As part of our countdown to Advertising Week 2016 in New York City and this year’s Madison Avenue Walk of Fame, we’re profiling the winners from the past 12 years; here are the winners from 2009.
Running Man
Brand Represented: AOL
Year Introduced: 1997
Few mascots have campaigned as hard for the Walk of Fame quite like the AOL Running Man in 2009. Basing his campaign on the tagline “Run, Don’t Walk!” he urged consumers to exercise their right to vote for the icon that makes it his mission to inform, entertain, and connect the world.

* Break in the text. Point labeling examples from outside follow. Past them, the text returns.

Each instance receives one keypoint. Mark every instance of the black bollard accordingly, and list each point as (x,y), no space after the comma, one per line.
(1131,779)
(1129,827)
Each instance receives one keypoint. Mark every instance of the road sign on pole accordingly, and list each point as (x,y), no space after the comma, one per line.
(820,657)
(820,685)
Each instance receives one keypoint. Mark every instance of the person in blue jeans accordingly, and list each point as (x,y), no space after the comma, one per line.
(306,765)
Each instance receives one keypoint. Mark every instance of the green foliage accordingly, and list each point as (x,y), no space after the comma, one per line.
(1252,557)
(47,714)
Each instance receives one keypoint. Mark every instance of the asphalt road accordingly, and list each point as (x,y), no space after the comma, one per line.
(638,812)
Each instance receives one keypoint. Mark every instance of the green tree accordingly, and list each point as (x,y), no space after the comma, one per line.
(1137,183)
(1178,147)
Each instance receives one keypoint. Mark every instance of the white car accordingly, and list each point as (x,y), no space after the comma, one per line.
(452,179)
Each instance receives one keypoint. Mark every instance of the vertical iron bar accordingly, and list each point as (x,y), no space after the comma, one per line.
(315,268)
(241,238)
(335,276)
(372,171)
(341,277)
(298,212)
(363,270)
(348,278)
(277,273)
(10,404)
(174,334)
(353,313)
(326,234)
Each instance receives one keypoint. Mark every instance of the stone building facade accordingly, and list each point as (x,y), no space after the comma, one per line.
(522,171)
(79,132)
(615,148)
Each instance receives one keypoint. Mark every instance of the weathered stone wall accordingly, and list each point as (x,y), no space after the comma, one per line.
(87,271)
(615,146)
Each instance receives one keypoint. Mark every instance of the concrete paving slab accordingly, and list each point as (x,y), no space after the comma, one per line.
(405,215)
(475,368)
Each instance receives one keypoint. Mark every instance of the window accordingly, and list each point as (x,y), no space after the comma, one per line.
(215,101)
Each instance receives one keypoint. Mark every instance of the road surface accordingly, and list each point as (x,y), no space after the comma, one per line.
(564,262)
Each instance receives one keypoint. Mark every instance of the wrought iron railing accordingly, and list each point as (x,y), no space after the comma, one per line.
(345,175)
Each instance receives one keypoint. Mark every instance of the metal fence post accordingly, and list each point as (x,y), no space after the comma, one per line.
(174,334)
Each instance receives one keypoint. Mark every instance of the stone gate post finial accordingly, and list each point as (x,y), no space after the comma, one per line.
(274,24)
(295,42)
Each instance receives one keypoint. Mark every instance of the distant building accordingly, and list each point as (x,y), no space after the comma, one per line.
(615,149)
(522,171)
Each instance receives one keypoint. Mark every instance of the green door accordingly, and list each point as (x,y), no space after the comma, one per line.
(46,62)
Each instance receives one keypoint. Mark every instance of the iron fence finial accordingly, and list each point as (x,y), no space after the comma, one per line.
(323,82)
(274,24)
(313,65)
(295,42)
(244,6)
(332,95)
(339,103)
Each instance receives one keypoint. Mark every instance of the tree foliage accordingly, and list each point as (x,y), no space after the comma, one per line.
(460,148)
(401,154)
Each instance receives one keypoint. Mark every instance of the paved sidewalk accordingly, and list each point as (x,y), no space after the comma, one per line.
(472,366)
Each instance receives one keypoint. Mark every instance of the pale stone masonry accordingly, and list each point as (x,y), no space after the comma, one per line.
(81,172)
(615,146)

Part of the Buddy List feature for AIM from AOL that allowed users to instantly know when friends were online, the Running Man was featured everywhere on AOL packaging in the late 1990s to early 2007s. JoRoan Lazaro, the Running Man’s designer, was inspired by silhouette images of men used in 1940s and 1950s postwar American logos and trademarks. Lazaro simplified the design for the Running Man, who organically evolved with the brand. Sadly, much like AIM and the Buddy List, the Running Man is no more in 2016, after years of quiet phasing out before being discontinued in 2011. But real late ‘90s Internet dial-up users will always remember his cheerful, sunny self.
Budweiser Clydesdales
Brand Represented: Budweiser/Anheuser-Busch
Year Introduced: 1933
Long before Super Bowl commercial spots, the Clydesdales were defining Anheuser-Busch as its silent, majestic icons. In 1933, August Busch Jr. and his brother Adolphus gifted their father with a six-horse hitch of Clydesdales that simultaneously moved the entire family to tears and created the phrase, “Crying into your beer.” Their first move after the tears ran their course? The Clydesdales started a tour around the United States, beginning with the White House where they delivered the first post-Prohibition case of Budweiser.
Housed in a brick and stained glass stable in Saint Louis with 175 Clydesdales currently in its herd, the Clydesdales trotted into ad icon fame after being inducted into the 2009 Walk of Fame. Then and now, some of their greatest accomplishments have included appearances in more than 25 Super Bowl commercials (making their debut in 1986), participation in two presidential inaugurations and the Tournament of Roses parades, and meet and greets with thousands of fans.